After a summer of open meetings with community members, the University is one step closer to developing the empty land of the old hospital site enclosed by 23rd, 22nd and I streets and Pennsylvania Avenue.
In July, GW released a preliminary sketch created by developers Boston Properties, Inc. and KSI Services, Inc. that it plans to present to community groups and the D.C. Zoning Commission in the fall.
The sketch shows the land containing an office complex facing Washington Circle, two apartment buildings with a courtyard, and underground parking and loading docks. The facility also features a retail corridor along I Street with a grocery store.
Tracy Schario, GW’s director of media relations, said the preliminary sketch is not a concrete plan for the site because it will undergo much debate over the next few months during the zoning process.
“There are still lots of other influences which will impact what the final buildings will look like,” she said.

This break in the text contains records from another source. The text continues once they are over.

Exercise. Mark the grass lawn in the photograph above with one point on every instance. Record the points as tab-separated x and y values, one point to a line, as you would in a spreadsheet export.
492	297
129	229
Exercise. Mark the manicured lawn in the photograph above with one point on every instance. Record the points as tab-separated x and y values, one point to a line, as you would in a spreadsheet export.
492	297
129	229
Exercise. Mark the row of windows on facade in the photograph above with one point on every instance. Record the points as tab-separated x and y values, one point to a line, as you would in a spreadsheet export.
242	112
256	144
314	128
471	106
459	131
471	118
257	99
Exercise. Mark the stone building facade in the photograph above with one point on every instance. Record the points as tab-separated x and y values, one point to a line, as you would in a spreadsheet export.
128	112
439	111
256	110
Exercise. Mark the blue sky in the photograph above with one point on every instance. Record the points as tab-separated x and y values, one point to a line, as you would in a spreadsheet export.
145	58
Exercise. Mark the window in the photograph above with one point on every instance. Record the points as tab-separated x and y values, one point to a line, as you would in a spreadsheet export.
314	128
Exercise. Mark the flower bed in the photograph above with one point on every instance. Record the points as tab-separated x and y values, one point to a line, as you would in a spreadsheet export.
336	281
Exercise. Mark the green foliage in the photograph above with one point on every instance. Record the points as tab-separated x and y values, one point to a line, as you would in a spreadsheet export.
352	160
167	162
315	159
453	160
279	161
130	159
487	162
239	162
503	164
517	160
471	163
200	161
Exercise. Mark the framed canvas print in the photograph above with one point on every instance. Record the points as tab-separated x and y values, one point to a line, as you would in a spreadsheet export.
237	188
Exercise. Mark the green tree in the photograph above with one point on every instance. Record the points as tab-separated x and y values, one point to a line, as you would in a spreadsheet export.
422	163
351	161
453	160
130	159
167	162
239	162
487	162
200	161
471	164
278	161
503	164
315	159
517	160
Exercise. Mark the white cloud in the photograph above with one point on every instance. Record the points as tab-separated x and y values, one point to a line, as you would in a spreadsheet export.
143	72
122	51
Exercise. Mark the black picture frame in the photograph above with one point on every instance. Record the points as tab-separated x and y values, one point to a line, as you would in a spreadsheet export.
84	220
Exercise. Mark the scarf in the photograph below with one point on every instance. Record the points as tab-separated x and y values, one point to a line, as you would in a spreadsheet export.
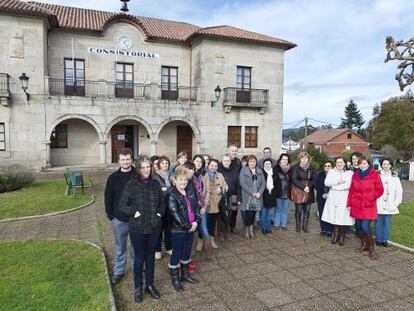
211	175
166	176
284	168
269	181
362	174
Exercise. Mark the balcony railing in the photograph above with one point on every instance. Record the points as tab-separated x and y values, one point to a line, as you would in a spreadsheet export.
183	93
121	89
245	98
4	83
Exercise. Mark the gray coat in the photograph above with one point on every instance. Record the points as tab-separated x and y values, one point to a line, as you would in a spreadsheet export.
246	184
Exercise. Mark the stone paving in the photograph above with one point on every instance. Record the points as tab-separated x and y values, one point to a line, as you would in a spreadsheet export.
281	271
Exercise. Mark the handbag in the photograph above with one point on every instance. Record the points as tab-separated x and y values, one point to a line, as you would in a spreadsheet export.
298	195
234	203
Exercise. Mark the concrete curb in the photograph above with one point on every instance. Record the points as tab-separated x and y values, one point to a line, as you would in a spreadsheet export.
49	214
403	247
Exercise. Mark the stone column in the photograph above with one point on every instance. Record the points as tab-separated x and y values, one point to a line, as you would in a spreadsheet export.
153	147
103	151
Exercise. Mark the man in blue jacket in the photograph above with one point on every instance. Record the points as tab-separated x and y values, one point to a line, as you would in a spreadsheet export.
119	222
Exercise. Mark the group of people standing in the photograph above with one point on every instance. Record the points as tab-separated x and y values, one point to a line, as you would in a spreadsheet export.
158	203
357	195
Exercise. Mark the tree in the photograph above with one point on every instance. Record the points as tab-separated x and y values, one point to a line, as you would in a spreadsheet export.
394	124
403	52
353	117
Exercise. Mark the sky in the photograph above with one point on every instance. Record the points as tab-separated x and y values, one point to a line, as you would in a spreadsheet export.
340	53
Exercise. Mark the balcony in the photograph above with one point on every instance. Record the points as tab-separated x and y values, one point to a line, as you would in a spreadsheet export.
253	98
5	94
119	89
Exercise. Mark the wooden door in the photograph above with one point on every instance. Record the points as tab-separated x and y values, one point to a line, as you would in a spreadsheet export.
185	140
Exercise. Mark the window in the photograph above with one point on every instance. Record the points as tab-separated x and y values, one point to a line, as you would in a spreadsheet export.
74	77
250	137
2	137
234	136
169	83
243	84
59	137
124	80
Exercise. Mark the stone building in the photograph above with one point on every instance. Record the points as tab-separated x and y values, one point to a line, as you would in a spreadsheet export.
100	81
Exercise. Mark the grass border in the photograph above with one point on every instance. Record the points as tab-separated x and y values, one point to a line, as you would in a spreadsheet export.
93	199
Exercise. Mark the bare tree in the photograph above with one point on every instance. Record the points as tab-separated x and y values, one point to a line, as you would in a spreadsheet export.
404	52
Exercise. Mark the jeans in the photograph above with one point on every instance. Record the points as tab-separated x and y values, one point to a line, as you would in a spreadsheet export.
144	247
364	226
165	232
265	217
280	214
120	230
305	208
182	243
203	229
325	226
382	228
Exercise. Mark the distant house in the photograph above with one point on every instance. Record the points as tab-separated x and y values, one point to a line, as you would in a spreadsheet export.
290	145
334	141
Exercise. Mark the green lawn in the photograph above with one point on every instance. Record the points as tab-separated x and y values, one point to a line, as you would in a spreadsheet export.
43	196
52	275
402	225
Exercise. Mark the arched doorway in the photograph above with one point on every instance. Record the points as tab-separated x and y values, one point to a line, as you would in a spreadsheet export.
128	133
175	137
74	142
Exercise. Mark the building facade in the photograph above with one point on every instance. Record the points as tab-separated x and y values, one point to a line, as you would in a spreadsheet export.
334	142
100	81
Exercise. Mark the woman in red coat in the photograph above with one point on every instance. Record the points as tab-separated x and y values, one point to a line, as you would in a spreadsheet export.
366	188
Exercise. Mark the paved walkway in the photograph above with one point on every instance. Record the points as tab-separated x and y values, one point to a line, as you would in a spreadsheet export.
281	271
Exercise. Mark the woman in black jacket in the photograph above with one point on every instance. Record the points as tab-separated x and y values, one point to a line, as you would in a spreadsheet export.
185	216
303	177
143	202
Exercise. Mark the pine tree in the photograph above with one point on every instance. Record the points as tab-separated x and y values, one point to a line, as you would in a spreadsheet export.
353	117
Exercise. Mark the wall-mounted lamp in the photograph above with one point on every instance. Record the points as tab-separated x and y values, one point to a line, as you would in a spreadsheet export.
217	92
25	84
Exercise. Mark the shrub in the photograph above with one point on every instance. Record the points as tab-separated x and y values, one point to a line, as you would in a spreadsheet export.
11	181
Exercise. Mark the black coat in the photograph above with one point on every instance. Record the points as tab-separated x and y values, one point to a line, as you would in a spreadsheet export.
283	188
269	199
321	188
177	207
302	178
231	176
113	191
146	198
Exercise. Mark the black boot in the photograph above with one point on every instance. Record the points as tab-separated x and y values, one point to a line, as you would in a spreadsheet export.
335	234
305	222
298	219
175	279
138	294
153	292
186	276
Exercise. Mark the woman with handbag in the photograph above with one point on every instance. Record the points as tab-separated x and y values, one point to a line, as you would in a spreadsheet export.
366	188
253	184
302	193
269	196
388	203
216	187
231	175
336	211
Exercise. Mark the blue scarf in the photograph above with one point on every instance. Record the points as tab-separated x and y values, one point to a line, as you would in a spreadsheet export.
362	174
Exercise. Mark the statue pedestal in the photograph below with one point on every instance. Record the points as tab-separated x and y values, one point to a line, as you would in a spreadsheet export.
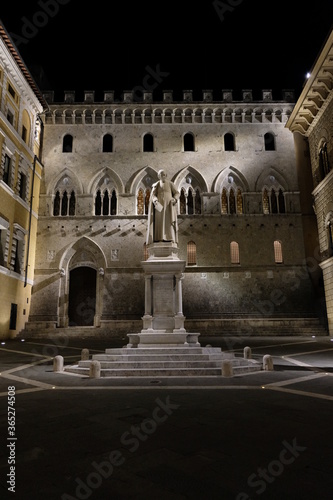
163	320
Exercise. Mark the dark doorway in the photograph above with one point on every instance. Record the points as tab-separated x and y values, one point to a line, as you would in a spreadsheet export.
82	297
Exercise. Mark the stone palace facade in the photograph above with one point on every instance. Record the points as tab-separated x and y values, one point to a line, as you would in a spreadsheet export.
241	225
73	238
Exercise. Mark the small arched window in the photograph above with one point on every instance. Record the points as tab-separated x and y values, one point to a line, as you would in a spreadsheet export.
148	143
67	144
189	142
64	203
229	142
278	252
142	201
234	252
106	202
191	253
107	143
274	201
324	166
269	142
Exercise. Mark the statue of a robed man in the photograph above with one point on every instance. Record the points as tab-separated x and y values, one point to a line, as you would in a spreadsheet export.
162	212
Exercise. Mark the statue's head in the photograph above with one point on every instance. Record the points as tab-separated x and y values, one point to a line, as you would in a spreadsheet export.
161	174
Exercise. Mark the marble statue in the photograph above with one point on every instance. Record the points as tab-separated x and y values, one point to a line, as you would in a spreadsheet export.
162	213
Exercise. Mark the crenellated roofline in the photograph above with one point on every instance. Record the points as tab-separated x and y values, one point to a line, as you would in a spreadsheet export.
316	94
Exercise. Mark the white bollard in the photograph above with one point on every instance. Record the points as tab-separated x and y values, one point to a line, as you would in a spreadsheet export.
227	369
84	354
247	353
58	364
268	362
95	369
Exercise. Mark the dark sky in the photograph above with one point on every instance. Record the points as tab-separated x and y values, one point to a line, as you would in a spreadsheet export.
183	44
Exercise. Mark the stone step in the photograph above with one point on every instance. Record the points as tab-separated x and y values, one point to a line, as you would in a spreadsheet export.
114	365
153	357
238	369
162	351
151	372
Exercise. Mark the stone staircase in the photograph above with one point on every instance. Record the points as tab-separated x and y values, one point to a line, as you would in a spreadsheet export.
164	362
270	327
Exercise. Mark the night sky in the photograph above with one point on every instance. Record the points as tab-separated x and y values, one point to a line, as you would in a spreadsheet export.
178	45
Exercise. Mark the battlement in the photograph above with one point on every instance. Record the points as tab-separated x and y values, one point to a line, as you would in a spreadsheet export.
169	96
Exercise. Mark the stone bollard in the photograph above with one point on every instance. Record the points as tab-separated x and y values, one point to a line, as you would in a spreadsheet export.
227	369
95	369
84	354
58	364
268	362
247	353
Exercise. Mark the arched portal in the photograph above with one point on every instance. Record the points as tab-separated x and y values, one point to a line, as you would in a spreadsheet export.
81	289
82	296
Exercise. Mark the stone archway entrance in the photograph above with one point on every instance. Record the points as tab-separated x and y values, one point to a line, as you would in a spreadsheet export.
82	296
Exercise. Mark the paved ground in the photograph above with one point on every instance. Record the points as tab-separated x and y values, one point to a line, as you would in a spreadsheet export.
266	435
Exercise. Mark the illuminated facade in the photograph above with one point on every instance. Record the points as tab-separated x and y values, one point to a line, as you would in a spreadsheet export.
241	225
247	229
312	125
20	177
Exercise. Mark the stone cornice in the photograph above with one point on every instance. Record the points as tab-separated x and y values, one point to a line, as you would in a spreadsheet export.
317	93
19	72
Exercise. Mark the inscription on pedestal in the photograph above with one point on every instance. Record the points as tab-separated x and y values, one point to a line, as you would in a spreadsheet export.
163	300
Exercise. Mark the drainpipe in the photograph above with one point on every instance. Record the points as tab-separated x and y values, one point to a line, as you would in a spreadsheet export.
30	211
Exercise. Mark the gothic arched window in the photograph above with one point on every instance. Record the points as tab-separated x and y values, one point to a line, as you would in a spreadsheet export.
107	143
229	142
148	143
274	201
269	140
191	253
234	252
278	256
106	202
67	144
189	142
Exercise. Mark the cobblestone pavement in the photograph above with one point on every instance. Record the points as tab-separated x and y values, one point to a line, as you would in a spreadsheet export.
264	435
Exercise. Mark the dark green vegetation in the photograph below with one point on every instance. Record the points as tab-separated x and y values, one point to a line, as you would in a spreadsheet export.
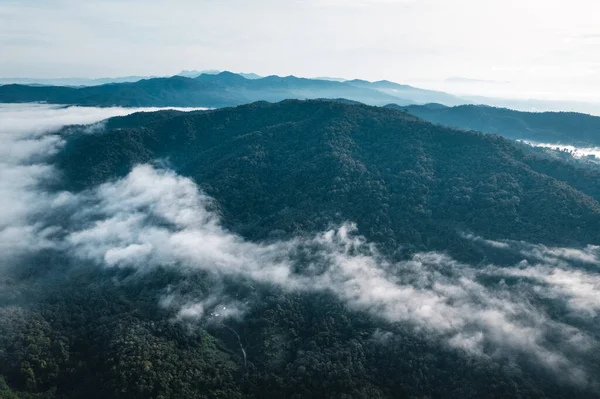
223	89
543	127
298	166
280	170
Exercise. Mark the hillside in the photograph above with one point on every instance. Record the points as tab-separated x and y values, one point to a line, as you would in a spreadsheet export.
216	90
543	127
210	254
298	166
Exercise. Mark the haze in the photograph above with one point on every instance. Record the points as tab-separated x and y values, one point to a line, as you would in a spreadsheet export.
520	49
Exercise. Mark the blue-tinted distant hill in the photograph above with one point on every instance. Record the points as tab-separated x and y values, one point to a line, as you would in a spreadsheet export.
220	90
544	127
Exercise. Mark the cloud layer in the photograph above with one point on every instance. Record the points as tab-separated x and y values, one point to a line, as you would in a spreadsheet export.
153	217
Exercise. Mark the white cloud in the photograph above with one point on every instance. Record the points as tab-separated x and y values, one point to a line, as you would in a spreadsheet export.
154	217
27	140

Schario added that the University also plans to meet with the Student Association in the fall to discuss how to get student input for the site.
The developers took the suggestion of land-use experts who said last spring that GW should develop a variety of retail, residential and office facilities on the site. The experts said other campus space should be used to meet its housing and academic needs, a proposition flustering many community members who feel the site should be used to house students within the campus.
Schario said the University has come up against some resistance that will likely intensify as the site’s plans become more concrete.
“We knew that as we listened to the neighbors it would be a combination of suggestions and complaints,” she said.
Schario said the University has been able to get “a tremendous amount of community input” from the summer meetings, but some community leaders have declined to participate.
“This process is totally meaningless. It is a rigged process,” Foggy Bottom Association member Ron Cocome said. “We have no interest in what the University has already decided to do without our input.”
Cocome, the outgoing FBA president, added that when GW is willing to negotiate in a legally binding way, the FBA is willing to talk.
In an Aug. 12 Washington Post article, business columnist Steven Pearlstein denounced the FBA’s decision to boycott the meetings sponsored by both the University and the Advisory Neighborhood Commission, another community group that makes zoning recommendations to the city. Pearlstein also called the FBA a bunch of “obstructionists” who oppose development of any kind.
FBA President Joy Howell said, in the association’s defense, that the group has consulted with several other developers in the community on projects including the construction of the Swedish Embassy on the Potomac River.
“The FBA has worked very successfully with developers in the past,” she said. “They would like to paint a picture of us as anti-development and that’s just not accurate.”
Cocome said that the FBA is analyzing the University’s compliance with the campus plan, an agreement between GW and the community, and could take legal action. The FBA received $2.8 million in a land development deal last year and has said the money may go toward legal costs.
“There is a great deal of speculation that (the FBA) will use their $2.8 million to pursue litigation against GW,” Schario said.
By June 2006 GW is required by a city zoning order and its campus plan to house 70 percent of its students – including all freshmen and sophomores – within campus boundaries; it is currently at 67 percent.
The meetings held about the old hospital site with the community have also produced a variety of other ideas that neighbors asked GW to implement. Ideas generated during the forum meetings included renovating the Washington Circle hotel and planting grass on the roofs of GW buildings.
-Katie Rooney contributed to this report.